Sempre più giovani scelgono il micro-pensionamento, ovvero lunghe pause dal lavoro per viaggiare o rigenerarsi. Una tendenza che cambia il rapporto con l’impiego e la carriera.
La pensione è l’agognata meta di ogni lavoratore. Nelle società occidentali con la denatalità e l’invecchiamento della popolazione, questa meta si sta allontanando sempre di più, perché, di fatto, si è allungata l’età per godere di un diritto sacrosanto. Le giovani generazioni sembrano più propense ad un cambio di paradigma culturale, ossia: non restare per 40 anni e oltre nello stesso posto di lavoro, ma prendersi dei periodi, più o meno lunghi, di pausa.
Sembrerebbe una sorta di rimedio contro il sovraccarico da lavoro, che produce conseguenze negative sulla salute dei lavoratori. Gli scienziati sociali, essendo dotati di fervida fantasia, hanno definito questo fenomeno “micro retirement” (micro-pensionamento). Non è dato sapere il motivo di questa definizione un po’ ambigua, che ad una prima analisi con la pensione purchessia non ha nulla a che fare. Forse, per evitare equivoci, sarebbe stata più appropriata la parola “pausa”.
Scorrendo le notizie sul tema, emerge che la tendenza riguarda persone che percepiscono stipendi di un certo livello. Come nel caso di un ingegnere/creator che ha deciso di non arrivare a 70 anni per viaggiare e dedicarsi agli hobby, ma prendersi una lunga pausa dal lavoro. Più che un micro-pensionamento sembra un nuovo modo di vivere, alternativo a quello consueto. Sarebbe impossibile, comunque, coi salari che ci ritroviamo in Italia prendersi una pausa, soprattutto se si ha famiglia e si è monoreddito. Ma anche quando si lavora in due, si fa fatica a stare nelle spese. Figurarsi prendersi una pausa.

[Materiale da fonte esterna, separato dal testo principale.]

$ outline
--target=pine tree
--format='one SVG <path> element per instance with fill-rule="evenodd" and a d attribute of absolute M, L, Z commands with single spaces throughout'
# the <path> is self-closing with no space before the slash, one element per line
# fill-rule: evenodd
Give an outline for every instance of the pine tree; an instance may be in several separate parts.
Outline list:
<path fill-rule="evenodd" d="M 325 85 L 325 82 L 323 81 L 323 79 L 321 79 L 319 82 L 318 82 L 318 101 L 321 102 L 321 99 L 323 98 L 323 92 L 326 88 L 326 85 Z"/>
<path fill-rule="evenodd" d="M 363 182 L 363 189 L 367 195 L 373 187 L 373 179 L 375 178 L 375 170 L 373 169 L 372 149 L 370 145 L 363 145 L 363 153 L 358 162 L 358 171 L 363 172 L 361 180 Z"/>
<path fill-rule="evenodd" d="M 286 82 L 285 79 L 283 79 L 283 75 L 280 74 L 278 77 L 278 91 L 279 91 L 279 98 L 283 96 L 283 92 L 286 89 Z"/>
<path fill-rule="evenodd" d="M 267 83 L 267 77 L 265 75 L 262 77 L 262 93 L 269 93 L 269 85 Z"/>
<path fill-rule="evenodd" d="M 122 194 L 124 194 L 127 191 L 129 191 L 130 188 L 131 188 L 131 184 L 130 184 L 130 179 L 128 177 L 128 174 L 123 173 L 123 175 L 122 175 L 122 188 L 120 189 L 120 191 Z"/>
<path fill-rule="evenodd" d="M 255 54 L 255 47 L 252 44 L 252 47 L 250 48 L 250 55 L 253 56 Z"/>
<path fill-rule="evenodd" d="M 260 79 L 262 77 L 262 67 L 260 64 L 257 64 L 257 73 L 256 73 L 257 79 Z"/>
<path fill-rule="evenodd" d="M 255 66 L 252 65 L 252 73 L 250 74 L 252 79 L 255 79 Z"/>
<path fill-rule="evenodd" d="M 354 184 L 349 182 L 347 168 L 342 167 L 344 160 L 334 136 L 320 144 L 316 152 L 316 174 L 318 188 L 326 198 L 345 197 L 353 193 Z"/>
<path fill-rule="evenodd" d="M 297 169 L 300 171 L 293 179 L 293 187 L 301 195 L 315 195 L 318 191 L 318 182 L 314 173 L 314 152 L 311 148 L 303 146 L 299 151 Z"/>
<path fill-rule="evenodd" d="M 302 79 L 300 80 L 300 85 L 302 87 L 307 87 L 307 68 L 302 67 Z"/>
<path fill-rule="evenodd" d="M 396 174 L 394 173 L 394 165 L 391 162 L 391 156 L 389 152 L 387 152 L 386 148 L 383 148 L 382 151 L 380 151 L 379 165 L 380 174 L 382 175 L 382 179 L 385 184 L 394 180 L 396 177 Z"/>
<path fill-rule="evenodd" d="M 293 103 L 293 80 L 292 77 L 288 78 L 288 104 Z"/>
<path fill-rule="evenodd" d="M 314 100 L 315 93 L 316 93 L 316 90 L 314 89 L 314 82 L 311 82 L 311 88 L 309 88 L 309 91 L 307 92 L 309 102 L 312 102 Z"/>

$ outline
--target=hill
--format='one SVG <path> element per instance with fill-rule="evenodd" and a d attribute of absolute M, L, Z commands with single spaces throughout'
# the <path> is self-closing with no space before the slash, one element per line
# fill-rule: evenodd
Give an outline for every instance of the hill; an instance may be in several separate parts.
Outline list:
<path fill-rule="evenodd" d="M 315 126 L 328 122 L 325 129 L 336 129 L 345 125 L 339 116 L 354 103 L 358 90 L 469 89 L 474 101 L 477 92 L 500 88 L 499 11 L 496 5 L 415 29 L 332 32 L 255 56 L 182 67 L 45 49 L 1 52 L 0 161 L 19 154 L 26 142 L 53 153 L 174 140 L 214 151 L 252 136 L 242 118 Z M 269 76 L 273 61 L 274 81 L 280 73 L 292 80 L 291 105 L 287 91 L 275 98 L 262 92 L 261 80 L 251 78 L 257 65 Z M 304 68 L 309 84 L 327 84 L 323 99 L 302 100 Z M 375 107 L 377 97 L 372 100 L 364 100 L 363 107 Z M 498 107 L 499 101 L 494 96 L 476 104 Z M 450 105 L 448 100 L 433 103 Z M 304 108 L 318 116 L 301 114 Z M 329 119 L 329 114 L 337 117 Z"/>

Comunque, ad esserne attratti maggiormente sono i giovani. Su TikTok, il loro social preferito, il consiglio fornito a chi chiede come si possa usufruire di una pausa di lavoro, è di mettere da parte un bel gruzzolo, prima di decidere, oppure avere un supporto finanziario da parte della propria famiglia. La scoperta dell’acqua calda, che nella lingua gergale è sinonimo di semplice ovvietà. E’ difficile immaginare di poter lasciare il lavoro per prendersi una pausa senza avere delle risorse finanziarie, molti non riescono a sopravvivere nemmeno 1 o 2 mesi, se venisse sospeso lo stipendio!

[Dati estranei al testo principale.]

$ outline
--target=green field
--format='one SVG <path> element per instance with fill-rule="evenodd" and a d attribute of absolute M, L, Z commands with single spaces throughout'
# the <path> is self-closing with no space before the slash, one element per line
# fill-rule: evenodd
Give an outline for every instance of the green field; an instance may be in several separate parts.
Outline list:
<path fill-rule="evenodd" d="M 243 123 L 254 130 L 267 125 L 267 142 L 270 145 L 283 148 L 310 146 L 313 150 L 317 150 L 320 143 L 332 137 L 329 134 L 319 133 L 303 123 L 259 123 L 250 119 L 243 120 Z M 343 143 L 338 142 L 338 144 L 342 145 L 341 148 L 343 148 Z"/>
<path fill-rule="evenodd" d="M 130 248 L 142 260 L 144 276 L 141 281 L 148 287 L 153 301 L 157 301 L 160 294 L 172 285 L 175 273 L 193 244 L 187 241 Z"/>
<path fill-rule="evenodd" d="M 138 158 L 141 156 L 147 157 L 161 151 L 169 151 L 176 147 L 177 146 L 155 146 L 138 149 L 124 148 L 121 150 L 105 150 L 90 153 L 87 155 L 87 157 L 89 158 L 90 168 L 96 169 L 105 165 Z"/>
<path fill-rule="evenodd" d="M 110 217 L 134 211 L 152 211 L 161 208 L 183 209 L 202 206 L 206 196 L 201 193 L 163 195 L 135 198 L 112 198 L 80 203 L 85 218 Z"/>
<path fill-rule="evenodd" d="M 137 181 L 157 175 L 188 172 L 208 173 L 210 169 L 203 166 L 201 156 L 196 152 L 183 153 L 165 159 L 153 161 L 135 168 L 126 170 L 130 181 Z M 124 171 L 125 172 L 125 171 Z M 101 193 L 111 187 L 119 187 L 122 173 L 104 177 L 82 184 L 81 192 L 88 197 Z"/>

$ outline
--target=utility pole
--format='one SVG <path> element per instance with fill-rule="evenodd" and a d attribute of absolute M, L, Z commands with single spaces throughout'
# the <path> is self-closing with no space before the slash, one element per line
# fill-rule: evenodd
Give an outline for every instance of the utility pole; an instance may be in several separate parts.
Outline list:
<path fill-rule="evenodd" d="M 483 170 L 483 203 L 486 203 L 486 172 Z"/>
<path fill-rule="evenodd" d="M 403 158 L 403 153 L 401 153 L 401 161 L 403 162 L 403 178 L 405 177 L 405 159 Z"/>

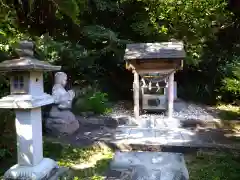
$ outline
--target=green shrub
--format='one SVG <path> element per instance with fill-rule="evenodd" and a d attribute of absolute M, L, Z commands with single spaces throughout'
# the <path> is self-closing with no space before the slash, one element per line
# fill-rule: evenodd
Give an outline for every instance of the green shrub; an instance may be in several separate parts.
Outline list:
<path fill-rule="evenodd" d="M 94 112 L 95 114 L 105 114 L 112 111 L 109 106 L 108 95 L 101 91 L 90 90 L 84 95 L 76 98 L 74 112 Z"/>
<path fill-rule="evenodd" d="M 0 110 L 0 117 L 0 162 L 5 162 L 16 155 L 15 118 L 13 111 L 6 109 Z M 9 165 L 9 163 L 6 163 L 6 165 Z M 0 168 L 0 174 L 1 170 Z"/>
<path fill-rule="evenodd" d="M 8 149 L 0 149 L 0 160 L 4 160 L 6 157 L 9 156 L 12 156 L 12 153 Z"/>
<path fill-rule="evenodd" d="M 240 64 L 233 65 L 230 70 L 232 76 L 223 79 L 220 90 L 223 94 L 222 100 L 234 102 L 240 99 Z"/>
<path fill-rule="evenodd" d="M 240 80 L 225 78 L 223 80 L 223 90 L 233 94 L 235 97 L 240 96 Z"/>
<path fill-rule="evenodd" d="M 108 99 L 106 93 L 98 91 L 90 94 L 87 98 L 88 99 L 86 101 L 86 106 L 93 112 L 100 114 L 106 113 L 106 111 L 108 111 L 108 107 L 106 104 L 108 102 Z"/>

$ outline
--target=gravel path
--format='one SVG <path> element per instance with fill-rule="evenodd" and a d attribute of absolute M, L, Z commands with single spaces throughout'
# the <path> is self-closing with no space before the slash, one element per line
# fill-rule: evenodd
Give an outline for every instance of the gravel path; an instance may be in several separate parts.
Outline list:
<path fill-rule="evenodd" d="M 121 117 L 127 117 L 128 119 L 134 119 L 133 118 L 133 110 L 132 110 L 132 103 L 127 101 L 121 101 L 117 103 L 113 107 L 113 112 L 110 114 L 113 118 L 121 118 Z M 203 106 L 196 105 L 193 103 L 187 103 L 184 101 L 176 101 L 174 103 L 174 114 L 173 117 L 176 122 L 175 124 L 179 124 L 179 121 L 181 122 L 193 122 L 193 121 L 202 121 L 202 122 L 211 122 L 213 121 L 214 117 L 213 115 L 208 112 L 207 108 L 204 108 Z M 153 126 L 159 126 L 159 127 L 168 127 L 173 124 L 169 120 L 166 120 L 166 116 L 163 113 L 145 113 L 140 116 L 141 119 L 144 119 L 144 123 L 146 126 L 146 120 L 151 120 L 152 123 L 154 123 Z M 170 124 L 169 124 L 170 123 Z M 149 126 L 149 125 L 148 125 Z"/>

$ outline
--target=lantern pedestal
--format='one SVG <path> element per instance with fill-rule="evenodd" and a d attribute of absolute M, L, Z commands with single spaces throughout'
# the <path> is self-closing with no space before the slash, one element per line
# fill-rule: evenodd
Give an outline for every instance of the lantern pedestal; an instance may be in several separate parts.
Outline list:
<path fill-rule="evenodd" d="M 43 158 L 41 106 L 46 103 L 44 101 L 46 97 L 48 97 L 48 103 L 53 102 L 53 99 L 48 95 L 26 97 L 29 96 L 18 95 L 18 101 L 15 102 L 18 106 L 18 108 L 15 107 L 18 164 L 5 173 L 4 179 L 6 180 L 41 180 L 51 177 L 58 170 L 55 161 Z M 0 103 L 5 104 L 5 108 L 9 108 L 7 105 L 13 106 L 14 104 L 10 99 L 10 97 L 5 97 L 0 100 Z M 35 103 L 36 99 L 38 103 Z M 22 109 L 23 106 L 28 108 Z"/>
<path fill-rule="evenodd" d="M 57 163 L 52 159 L 43 158 L 40 163 L 35 166 L 23 166 L 16 164 L 11 167 L 4 175 L 4 179 L 48 179 L 58 170 Z"/>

Questo trend nel nostro Paese ha appena fatto capolino nel costume nazionale, dove, tuttavia, ne esiste uno simile, detto “job hopping”. Si tratta della pratica di cambiare frequentemente lavoro o di fare un elevato numero di esperienze lavorative in un periodo di tempo relativamente breve, da parte di chi non è gratificato del proprio lavoro e quindi cambia, spesso, mansione o settore. Secondo i dati diffusi dall’Agenzia Nazionale Politiche Attive del Lavoro (ANPAL) il “job hopping” nell’ultimo decennio ha riguardato circa 3 milioni di lavoratori. L’occupazione nel Belpaese è cresciuta rispetto agli anni scorsi. Tuttavia, si è ancora lontani dalla media europea, soprattutto per le basse percentuali nel Mezzogiorno d’Italia e di quella femminile.
I giovani, come detto, non sembrano disposti a mettere il lavoro al primo posto della loro scala di valori, se questo significa non avere tempo libero. Una nota curiosa è costituita dal tempo di permanenza sul luogo di lavoro. Per i sessantenni e oltre è, in media, di 8 anni e 3 mesi. Per le generazioni successive oscilla dai 5 anni e 2 mesi ai 2 anni e 9 mesi fino ai 2 anni e 3 mesi. A conferma della fluidità delle relazioni sociali e, quindi, lavorative. Come si dice in certi casi: se son rose fioriranno, se son spine attenzione a non pungersi, perché gli aculei possono essere pericolosi!